Trabajadores de la Dirección Provincial de Puertos (DPP) difundieron una carta abierta en la que expusieron el conflicto que atraviesa el Puerto de Ushuaia desde la intervención instaurada por la Agencia Nacional de Puertos y Navegación (Anpyn) . Cuestionaron la intervención del organismo y advirtieron por posibles consecuencias económicas y operativas para la próxima temporada.
El documento, “Puerto de Ushuaia – Temporada 2026/27 en alerta”, dirigido “a la comunidad portuaria, a las agencias marítimas, empresas navieras, Cámara de Turismo, Cámara de Comercio, sector hotelero, operadores logísticos y a toda la comunidad de Ushuaia”.
“Los trabajadores de la Dirección Provincial de Puertos nos dirigimos a ustedes en un momento de profunda preocupación institucional, social y económica, que atraviesa uno de los principales motores de nuestra provincia: el Puerto de Ushuaia”, señalaron.
Afirman, “Más de 140 trabajadores hemos quedado en un estado de incertidumbre absoluta, junto a nuestras familias, viendo vulnerado no solo nuestro derecho al trabajo, sino también el normal desarrollo de una actividad que resulta estratégica para toda la provincia”.
Destacaron que durante la última temporada buscaron evitar que los conflictos afectaran el funcionamiento operativo del puerto y el desarrollo de la actividad turística. Pero, advierte que “En el contexto actual, las garantías para la temporada 2026/2027 ya no pueden darse por aseguradas”, afirman.
Sostienen que “la intervención no solo generó incertidumbre institucional: también está generando un grave perjuicio económico directo”.
“Los fondos que ingresan por la explotación del puerto —que deberían permanecer en la provincia, tal como lo establece el Convenio Nación-Provincia— están siendo desviados a una cuenta del Banco de la Nación Argentina, respecto de la cual no existe claridad sobre quién la controla ni qué organismo la audita”, denuncian.
Además, advierten que esa situación “pone en riesgo directo el pago de nuestros salarios y el cumplimiento del Convenio Colectivo de Trabajo”, impactando “de manera inmediata en nuestras condiciones de vida y en las de nuestras familias”.
Mencionan que la intervención “nombran a Cristian Riguiero, Carlos Sposaro, Diego Salom y Leonardo Salom, a quienes vinculan con “hechos de corrupción y manejos irregulares dentro del sistema portuario”.
Sostienen que los supuestos motivos de la intervención “han perdido sustento”, nombran entre otros aspectos la aparición del “Certificado de Puerto Seguro vigente hasta el año 2029”, que habilita a la terminal a operar con buques de pasajeros, pesqueros y contenedores.

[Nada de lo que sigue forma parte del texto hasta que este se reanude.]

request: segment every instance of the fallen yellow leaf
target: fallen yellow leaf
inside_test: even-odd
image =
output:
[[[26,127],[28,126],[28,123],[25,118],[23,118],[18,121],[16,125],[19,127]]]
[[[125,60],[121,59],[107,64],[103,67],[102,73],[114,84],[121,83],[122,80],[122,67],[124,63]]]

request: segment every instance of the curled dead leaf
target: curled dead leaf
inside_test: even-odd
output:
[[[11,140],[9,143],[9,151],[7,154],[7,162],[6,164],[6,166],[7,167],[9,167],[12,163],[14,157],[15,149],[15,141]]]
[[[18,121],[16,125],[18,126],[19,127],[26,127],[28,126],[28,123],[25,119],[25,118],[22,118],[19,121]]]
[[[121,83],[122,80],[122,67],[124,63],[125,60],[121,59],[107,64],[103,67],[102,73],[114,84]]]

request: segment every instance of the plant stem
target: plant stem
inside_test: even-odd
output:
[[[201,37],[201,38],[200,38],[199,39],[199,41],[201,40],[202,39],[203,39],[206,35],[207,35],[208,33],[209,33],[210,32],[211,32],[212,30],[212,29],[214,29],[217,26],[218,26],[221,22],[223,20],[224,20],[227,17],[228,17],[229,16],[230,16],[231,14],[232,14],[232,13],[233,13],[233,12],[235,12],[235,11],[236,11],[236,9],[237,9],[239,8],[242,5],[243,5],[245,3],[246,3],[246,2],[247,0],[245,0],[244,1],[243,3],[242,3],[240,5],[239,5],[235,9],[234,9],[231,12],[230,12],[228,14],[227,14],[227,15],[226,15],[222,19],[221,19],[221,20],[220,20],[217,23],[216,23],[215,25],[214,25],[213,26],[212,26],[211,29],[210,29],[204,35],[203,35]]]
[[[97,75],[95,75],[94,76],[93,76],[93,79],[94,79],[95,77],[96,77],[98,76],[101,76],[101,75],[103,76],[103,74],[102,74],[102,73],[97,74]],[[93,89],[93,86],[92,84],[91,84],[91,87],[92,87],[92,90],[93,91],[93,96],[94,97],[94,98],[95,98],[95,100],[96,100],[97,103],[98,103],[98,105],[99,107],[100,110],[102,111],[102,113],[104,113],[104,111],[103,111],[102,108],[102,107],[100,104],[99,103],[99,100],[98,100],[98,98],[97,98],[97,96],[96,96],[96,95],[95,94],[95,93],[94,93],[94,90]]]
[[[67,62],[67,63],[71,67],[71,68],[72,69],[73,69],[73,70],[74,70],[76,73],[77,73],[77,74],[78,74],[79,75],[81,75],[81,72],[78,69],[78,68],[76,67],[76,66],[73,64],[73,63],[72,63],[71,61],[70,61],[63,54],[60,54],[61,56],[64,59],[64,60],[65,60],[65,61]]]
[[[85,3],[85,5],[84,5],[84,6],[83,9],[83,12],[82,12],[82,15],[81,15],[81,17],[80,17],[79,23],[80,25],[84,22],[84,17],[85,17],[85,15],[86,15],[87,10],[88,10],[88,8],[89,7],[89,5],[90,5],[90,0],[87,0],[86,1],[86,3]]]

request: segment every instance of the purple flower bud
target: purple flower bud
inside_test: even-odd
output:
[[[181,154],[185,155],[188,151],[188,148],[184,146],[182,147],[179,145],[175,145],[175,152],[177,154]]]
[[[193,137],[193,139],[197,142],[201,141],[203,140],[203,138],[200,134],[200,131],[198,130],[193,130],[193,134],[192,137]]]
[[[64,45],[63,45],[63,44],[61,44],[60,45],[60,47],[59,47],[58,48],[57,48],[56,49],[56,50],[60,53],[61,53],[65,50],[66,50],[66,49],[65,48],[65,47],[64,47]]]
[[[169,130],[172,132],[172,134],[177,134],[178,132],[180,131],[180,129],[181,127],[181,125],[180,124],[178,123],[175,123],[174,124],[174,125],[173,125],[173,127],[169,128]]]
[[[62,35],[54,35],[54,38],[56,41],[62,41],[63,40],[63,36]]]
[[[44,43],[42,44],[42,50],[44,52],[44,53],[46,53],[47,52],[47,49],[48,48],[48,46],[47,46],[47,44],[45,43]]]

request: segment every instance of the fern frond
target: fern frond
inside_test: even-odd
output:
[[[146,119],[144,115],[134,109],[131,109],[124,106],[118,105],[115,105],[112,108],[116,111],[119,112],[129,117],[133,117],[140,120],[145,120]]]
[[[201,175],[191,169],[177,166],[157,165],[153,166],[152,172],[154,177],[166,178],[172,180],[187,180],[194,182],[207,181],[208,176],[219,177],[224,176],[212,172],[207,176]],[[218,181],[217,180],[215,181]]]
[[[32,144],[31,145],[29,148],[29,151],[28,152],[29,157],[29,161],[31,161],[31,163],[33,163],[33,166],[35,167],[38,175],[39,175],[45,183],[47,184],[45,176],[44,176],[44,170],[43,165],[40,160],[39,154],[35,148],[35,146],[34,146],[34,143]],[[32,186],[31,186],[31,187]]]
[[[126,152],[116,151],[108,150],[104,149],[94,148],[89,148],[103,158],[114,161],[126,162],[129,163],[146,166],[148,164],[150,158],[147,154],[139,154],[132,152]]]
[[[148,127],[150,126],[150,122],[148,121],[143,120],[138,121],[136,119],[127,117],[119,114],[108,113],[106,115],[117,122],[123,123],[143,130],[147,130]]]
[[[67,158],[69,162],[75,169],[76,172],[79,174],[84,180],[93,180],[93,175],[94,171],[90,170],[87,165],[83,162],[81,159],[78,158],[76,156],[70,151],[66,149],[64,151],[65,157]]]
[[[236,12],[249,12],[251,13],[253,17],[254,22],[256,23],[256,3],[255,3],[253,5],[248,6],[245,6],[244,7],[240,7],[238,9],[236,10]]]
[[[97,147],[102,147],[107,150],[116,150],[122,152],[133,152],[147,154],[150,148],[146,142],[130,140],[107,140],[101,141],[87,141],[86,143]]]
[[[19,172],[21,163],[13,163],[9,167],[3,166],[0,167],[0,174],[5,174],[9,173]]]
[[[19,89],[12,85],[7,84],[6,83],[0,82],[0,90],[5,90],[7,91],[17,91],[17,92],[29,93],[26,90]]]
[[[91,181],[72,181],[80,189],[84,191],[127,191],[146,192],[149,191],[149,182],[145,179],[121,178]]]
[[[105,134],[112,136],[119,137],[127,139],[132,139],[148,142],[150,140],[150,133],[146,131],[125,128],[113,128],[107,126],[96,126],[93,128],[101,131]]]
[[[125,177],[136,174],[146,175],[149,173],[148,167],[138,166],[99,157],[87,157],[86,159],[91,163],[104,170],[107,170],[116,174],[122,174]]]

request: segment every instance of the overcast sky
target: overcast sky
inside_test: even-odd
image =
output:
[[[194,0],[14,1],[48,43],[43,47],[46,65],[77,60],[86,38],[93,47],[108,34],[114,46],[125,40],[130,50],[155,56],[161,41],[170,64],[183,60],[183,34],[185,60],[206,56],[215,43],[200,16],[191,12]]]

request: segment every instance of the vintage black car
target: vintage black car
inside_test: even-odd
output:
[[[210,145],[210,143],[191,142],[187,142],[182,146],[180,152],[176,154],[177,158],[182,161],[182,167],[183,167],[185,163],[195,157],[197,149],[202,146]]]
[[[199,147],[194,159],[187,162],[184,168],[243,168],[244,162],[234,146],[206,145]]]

La “Certificado de Protección Ambiental con aprobación satisfactoria” y a la derogación del artículo de la Ley 1596 vinculado al financiamiento de OSEF con recursos portuarios, un hecho que ocurrió en la última sesión de la Legislatura a pedido de los propios trabajadores.
Remarcan que “Los trabajadores no solo defendemos nuestra fuente laboral. Defendemos un principio fundamental: que el Puerto de Ushuaia pertenece a la Provincia de Tierra del Fuego y debe ser administrado por la propia provincia, porque si importa quién lo maneja, quién administra sus recursos y quién toma decisiones sobre un activo estratégico para todos los fueguinos. Sabemos que cada uno de ustedes-operadores turísticos, comerciantes, hoteleros, prestadores de servicios-necesita previsibilidad, reglas claras y garantías de funcionamiento”.